Upload README.md with huggingface_hub

8a927ce verified about 23 hours ago

4.33 kB

	---
	library_name: wllama
	tags:
	- gemma
	- gemma-4
	- webgpu
	- browser-inference
	- mixture-of-experts
	- moe
	- strix-halo
	- unified-memory
	- wllama
	- first-of-its-kind
	language:
	- en
	license: apache-2.0
	pipeline_tag: text-generation
	base_model: google/gemma-4-26b-a4b-it
	---

	# Gemma-4-26B-A4B in the Browser via WebGPU

	Gemma-4-26B-A4B-it (MoE, 3.8B active params per token) running in a browser tab via WebGPU at 23 tokens/second. 20GB GGUF loaded into WebGPU memory on AMD Strix Halo iGPU (64GB unified memory).

	## What This Is

	A working setup for running Gemma-4-26B-A4B-it in the browser using [wllama](https://github.com/ngxson/wllama) (WASM binding for llama.cpp) with a patched WebGPU backend that fixes a buffer aliasing bug in the GLU/GeGLU shader.

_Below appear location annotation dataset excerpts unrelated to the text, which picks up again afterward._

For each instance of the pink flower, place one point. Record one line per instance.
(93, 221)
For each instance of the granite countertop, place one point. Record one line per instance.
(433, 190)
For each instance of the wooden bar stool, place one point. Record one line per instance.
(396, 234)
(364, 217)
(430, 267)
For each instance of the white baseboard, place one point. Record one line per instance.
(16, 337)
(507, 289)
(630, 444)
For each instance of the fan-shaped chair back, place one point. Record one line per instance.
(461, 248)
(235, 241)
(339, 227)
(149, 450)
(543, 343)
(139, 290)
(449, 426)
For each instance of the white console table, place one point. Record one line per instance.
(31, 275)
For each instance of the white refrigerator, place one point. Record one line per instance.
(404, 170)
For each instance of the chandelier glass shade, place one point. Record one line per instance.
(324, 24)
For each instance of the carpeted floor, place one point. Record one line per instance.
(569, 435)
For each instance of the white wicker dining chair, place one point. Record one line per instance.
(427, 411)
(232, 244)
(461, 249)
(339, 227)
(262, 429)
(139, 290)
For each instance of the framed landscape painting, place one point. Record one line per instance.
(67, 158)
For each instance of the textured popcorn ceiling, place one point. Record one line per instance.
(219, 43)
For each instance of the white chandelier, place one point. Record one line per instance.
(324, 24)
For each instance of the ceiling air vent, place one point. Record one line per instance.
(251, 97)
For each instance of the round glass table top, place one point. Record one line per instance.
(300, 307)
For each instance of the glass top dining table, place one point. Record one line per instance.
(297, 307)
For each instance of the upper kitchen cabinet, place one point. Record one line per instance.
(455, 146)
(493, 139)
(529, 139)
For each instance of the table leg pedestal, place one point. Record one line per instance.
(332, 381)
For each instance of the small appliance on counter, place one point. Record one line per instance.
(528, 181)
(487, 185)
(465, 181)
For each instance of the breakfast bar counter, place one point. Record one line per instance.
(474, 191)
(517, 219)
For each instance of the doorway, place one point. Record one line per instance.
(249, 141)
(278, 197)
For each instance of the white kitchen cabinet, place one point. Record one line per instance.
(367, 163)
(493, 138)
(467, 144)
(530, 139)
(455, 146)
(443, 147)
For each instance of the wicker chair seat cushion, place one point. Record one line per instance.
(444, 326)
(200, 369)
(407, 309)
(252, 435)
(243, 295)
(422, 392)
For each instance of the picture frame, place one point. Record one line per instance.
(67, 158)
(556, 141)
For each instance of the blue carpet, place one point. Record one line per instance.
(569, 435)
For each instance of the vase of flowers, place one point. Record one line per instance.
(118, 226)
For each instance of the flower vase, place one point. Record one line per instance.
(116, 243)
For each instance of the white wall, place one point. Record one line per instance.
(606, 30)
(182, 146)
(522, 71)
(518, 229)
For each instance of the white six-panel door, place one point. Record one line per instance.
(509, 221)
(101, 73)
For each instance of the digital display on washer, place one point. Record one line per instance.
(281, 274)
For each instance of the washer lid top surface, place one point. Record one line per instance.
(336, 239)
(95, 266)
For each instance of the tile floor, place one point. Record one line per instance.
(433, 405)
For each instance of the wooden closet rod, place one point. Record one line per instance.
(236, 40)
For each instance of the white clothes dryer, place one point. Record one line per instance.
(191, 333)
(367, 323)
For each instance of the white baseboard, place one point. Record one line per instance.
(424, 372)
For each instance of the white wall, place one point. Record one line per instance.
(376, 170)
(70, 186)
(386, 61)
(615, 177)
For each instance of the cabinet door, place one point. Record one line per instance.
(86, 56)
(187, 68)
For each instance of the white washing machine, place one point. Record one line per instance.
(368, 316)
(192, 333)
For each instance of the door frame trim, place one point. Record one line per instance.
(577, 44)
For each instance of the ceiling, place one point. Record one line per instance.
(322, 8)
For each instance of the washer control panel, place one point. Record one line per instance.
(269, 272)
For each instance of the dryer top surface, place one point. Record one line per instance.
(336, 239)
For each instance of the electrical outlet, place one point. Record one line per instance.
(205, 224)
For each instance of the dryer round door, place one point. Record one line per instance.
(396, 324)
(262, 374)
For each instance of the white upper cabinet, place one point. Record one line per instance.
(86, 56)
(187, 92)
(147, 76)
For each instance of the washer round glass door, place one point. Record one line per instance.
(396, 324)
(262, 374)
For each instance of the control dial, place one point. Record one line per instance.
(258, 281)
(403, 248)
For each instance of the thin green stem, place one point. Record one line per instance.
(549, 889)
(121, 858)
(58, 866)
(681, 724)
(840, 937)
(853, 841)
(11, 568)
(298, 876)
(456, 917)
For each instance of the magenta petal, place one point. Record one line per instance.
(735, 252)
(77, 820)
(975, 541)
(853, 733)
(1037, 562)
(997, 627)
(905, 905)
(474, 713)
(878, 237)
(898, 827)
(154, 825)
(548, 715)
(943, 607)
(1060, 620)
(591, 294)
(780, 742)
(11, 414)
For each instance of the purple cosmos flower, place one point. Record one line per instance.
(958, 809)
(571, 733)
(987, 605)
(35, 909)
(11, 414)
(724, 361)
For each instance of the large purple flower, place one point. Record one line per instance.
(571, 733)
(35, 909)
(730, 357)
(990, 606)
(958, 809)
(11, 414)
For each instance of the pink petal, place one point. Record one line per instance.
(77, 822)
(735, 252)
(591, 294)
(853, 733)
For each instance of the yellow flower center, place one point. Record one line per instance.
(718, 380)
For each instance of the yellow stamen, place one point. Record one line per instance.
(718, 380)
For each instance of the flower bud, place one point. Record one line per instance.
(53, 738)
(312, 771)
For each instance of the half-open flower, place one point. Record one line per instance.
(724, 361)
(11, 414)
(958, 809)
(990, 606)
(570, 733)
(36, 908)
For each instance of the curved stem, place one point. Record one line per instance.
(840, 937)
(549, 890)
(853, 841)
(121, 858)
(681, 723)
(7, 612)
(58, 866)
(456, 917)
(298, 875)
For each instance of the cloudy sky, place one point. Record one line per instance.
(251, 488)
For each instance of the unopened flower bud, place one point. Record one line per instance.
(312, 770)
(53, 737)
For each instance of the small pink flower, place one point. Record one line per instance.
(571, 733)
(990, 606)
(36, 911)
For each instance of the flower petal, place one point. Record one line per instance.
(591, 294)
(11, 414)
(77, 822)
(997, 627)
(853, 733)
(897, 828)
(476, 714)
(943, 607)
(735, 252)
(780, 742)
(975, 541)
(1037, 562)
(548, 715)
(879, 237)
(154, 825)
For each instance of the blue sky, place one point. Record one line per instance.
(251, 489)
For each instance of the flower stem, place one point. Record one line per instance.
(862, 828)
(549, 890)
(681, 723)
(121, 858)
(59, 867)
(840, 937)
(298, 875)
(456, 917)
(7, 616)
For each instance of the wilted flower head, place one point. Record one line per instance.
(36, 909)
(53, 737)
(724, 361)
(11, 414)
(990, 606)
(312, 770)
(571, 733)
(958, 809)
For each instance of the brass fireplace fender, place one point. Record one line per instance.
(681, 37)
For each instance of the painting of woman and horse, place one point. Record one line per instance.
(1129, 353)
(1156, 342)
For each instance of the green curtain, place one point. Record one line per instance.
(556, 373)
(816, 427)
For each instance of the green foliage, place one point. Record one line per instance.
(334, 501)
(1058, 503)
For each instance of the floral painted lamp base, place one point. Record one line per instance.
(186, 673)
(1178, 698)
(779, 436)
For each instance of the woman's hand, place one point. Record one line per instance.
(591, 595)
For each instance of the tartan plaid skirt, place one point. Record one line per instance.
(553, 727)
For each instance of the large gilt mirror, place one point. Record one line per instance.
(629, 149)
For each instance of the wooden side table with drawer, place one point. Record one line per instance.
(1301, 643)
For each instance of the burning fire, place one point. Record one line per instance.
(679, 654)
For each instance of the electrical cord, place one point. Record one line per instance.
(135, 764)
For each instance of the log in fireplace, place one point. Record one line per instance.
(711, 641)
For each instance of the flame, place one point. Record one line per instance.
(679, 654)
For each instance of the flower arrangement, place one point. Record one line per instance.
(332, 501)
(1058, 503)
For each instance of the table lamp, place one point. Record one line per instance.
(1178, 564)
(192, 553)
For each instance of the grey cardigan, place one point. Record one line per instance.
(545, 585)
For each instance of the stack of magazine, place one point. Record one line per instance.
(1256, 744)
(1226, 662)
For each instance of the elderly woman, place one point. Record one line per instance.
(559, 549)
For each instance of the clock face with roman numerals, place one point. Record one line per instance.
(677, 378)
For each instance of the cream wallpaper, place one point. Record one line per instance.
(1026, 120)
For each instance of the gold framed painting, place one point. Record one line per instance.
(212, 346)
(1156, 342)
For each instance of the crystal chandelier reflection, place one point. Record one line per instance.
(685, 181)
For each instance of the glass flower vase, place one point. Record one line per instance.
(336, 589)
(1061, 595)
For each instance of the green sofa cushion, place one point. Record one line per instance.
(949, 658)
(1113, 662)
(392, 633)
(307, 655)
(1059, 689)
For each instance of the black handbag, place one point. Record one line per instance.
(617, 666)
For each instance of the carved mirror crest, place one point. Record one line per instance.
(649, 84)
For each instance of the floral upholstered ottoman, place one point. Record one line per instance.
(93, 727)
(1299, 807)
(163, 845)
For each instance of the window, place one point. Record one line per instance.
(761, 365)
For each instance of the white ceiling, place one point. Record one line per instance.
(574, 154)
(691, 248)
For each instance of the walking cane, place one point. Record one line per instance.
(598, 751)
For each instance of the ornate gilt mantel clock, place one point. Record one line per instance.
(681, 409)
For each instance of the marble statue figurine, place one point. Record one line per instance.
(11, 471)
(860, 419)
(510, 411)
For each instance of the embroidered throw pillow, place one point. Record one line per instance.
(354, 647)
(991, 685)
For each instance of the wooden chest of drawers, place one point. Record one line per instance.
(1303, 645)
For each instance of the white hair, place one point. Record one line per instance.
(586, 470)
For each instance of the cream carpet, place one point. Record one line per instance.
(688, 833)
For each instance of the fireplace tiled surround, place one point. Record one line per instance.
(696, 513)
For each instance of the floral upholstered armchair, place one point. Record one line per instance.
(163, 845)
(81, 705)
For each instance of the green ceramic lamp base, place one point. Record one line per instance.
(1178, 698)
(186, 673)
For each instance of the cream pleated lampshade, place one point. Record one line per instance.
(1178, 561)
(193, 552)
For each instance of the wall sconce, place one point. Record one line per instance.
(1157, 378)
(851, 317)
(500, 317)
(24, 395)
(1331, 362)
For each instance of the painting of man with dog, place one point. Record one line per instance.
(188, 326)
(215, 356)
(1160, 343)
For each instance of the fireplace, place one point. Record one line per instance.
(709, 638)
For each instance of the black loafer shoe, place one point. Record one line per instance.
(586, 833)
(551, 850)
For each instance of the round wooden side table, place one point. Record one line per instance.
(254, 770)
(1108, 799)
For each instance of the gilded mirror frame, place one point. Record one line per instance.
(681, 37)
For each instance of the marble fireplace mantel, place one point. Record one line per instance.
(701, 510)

	This is, to our knowledge as of May 2026, the largest model successfully run in a browser via WebGPU — 20GB of Q5_K_XL weights loaded into 31.5GB of available WebGPU memory on a consumer iGPU.

	## Key Findings

	### WebGPU Memory on Strix Halo
	- 31.5 GB available to a single Chrome tab (tested empirically)
	- 64GB unified memory, no discrete GPU needed
	- `maxBufferSize` reports 2GB per buffer, but total allocation far exceeds this

	### Performance
	- 23 tokens/second decode speed
	- ~2 minutes model loading (20GB via byte-range fetch)
	- Quiet operation — same model through llama-server Vulkan thrashes the machine; browser WebGPU (D3D12 path) runs silently

	### The Bug We Fixed
	llama.cpp's WebGPU backend (`ggml-webgpu.cpp`) has a buffer aliasing bug in the GLU shader that crashes all Gemma-4 MoE models. The GeGLU operation binds overlapping regions of the same GPU buffer as separate writable storage bindings — Vulkan allows this, WebGPU forbids it.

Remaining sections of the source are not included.